The ICO investigation found that the driver had not been told about the sensitivity of the information and had not been informed that the delivery required a signature, or returning to the council if no one was available to sign for the package. Wokingham had also failed to arrange a suitable delivery time with the requester.

The ICO report said that there had been “a series of errors and failures in communication among the [council’s] employees in various departments”.

Previous recommendations – including for mandatory training which would be regularly refreshed for all employees whose roles involved access to personal data – had not been properly implemented, the watchdog added.

In its undertaking the council has agreed to ensure that future deliveries containing sensitive personal information are carried out securely. It will also provide regular training for staff on its updated processes.

ICO Head of Enforcement, Stephen Eckersley, said: “No one expects to have sensitive information about the care of their child left on the doorstep for anyone to stumble across. However, a series of errors by the council has led to a situation where a social service record containing damaging allegations of abuse suffered by the child, has been delivered with no consideration given to its content.”

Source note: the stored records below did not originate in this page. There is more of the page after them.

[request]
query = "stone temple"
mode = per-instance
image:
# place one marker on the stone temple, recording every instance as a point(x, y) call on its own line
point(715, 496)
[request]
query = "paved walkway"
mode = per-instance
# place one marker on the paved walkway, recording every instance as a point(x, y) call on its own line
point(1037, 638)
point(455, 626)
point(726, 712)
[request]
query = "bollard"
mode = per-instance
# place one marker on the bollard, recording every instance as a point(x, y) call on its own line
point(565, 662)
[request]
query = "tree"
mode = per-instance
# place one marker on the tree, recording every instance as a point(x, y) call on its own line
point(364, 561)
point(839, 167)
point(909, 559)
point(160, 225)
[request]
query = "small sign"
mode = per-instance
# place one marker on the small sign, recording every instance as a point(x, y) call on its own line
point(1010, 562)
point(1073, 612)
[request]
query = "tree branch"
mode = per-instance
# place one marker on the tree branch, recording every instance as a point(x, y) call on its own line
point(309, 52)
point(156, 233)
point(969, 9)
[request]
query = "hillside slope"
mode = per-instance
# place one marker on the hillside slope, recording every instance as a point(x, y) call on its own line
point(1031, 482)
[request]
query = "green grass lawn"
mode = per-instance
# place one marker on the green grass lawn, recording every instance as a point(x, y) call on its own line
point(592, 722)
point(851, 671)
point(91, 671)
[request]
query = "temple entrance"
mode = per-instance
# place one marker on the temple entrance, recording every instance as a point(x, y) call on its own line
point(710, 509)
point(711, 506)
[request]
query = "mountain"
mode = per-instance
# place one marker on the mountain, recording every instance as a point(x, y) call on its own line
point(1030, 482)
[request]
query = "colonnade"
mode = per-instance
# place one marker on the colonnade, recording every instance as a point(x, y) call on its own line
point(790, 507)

In the Wirral case, the social services records included sensitive personal details relating to two families living in the borough. In one instance, they included details of a criminal offence committed by one of the family members.

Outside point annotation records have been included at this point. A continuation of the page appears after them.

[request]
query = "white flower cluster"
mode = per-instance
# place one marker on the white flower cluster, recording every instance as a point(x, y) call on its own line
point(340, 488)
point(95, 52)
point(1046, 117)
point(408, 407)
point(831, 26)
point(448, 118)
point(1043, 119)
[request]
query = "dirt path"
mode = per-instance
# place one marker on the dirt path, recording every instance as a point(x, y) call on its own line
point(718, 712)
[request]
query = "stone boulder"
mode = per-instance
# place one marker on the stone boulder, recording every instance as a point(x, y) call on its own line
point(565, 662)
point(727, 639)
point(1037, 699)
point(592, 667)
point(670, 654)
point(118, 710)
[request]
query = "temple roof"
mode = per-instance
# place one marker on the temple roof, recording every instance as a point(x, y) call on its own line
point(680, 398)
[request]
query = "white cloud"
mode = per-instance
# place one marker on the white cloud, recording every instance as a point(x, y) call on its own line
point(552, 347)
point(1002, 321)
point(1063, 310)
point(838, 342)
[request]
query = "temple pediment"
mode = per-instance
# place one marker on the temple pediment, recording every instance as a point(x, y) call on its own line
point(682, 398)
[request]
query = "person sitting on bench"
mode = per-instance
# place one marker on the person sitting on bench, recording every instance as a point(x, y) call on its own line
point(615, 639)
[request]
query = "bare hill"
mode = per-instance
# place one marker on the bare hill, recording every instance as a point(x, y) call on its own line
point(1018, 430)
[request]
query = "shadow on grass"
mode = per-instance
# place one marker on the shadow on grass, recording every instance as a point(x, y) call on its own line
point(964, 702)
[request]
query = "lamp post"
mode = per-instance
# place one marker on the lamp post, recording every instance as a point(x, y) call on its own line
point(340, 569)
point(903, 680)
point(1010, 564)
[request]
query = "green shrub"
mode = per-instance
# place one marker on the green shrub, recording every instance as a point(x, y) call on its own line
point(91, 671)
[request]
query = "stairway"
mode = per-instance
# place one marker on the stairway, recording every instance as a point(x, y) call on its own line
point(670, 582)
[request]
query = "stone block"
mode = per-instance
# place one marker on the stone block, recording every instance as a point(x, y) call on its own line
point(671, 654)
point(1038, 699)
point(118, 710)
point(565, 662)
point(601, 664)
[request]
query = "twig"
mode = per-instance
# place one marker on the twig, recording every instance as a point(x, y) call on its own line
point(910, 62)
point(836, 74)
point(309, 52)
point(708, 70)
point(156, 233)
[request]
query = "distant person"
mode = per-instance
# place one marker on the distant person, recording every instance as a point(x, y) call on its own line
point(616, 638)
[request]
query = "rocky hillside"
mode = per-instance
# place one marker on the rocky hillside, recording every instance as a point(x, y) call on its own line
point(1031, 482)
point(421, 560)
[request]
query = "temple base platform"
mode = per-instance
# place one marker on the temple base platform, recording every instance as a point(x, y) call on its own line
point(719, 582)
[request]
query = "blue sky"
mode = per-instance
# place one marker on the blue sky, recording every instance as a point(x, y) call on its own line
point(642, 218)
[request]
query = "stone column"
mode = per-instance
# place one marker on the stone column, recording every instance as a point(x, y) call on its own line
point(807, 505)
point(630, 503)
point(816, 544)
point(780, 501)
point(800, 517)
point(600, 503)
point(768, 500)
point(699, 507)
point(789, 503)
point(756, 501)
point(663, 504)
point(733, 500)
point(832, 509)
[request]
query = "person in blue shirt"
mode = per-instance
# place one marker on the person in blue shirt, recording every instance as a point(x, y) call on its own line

The ICO’s investigation discovered that Wirral had no mandatory data protection training in place for staff and did not have adequate checks in place to make sure records were being sent to the correct address.

Three other disclosure incidents involving the council had also been reported to the ICO previously.

The ICO’s Eckersley said: “While human error was a factor in each of these cases, the council should have done more to keep the information secure. Social workers routinely handle sensitive information and Wirral Borough Council failed to ensure their staff received adequate training on how to keep people’s information secure.  

“We are pleased that the council has now made its data protection training mandatory for all staff following these incidents and has agreed to take further action to address the underlying problems that led to these mistakes. This includes ensuring that all staff complete the data protection training by the end of June and adequate checks are in place to make sure sensitive records are being sent to the right address.”